Thousands of drones lit up the Big Apple sky in a breathtaking installation Saturday night — marking the first orchestrated drone flights to dance above Central Park.
The show, organized by Dutch studio DRIFT, soared above the park’s lake in an exploration of the “relationship between humans, nature and technology.”
Thousands of spectators stood in silence and anticipation as the horde of unmanned aircraft soared for the first time in the park’s history.
“It was definitely interesting,” said Debra Soul, 65, from Flatbush.
Paola Torres, a 35-year-old art director, applauded the artistic nature of the show, noting it was “flowy.”

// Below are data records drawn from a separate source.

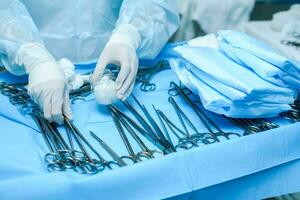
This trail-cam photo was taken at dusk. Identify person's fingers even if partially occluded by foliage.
[121,80,134,101]
[117,61,137,99]
[91,56,108,84]
[63,90,73,120]
[38,91,53,122]
[116,60,131,90]
[51,87,64,124]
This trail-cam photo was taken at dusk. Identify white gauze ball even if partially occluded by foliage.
[93,75,117,105]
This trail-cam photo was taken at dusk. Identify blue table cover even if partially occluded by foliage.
[0,70,300,200]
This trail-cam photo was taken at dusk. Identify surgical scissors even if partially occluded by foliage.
[168,96,216,144]
[110,105,166,153]
[156,110,198,149]
[116,109,163,159]
[122,101,176,154]
[90,131,127,167]
[110,110,141,163]
[136,60,170,92]
[131,94,175,151]
[280,110,300,123]
[228,118,279,136]
[170,81,241,142]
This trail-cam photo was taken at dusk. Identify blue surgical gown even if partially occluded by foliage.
[0,0,179,75]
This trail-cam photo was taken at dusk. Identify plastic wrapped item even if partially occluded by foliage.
[92,69,118,105]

Liam Rexius, 22, of the Upper East Side, attended the show with his fiancée and noted that the drones didn’t appear to take a specific shape, but glided around one another.
“It was our first drone show so it was cool regardless,” he said.
Of all the people The Post talked to, they all shared the same complaint: that the show didn’t last longer.
The illuminating night — titled Franchise Freedom — was billed as an open-air “kinetic aerial sculpture” that utilized 1,000 drones to mimic a flock of starlings.
The colorful drones ebbed above the lake in three separate, 10-minute showings in what organizers said was the culmination of five years of coordination and planning.
The performance also marked the largest public artwork project in Central Park since Bulgarian artist Christo Yavacheff and French artist Jeanne-Claude installed 7,503 vinyl “gates” along 23 miles of the park’s pathways.
The Foundation to Combat Antisemitism, founded by New England Patriots owner Robert Kraft, had planned a drone show of its own in Central Park Saturday night, but it was postponed. It would have illuminated the common “blue square” emoji along with the words “Stand Up to All Hate,” it said in a statement.
The organization adopted the emoji as its “universal symbol for the fight against all forms of hate.”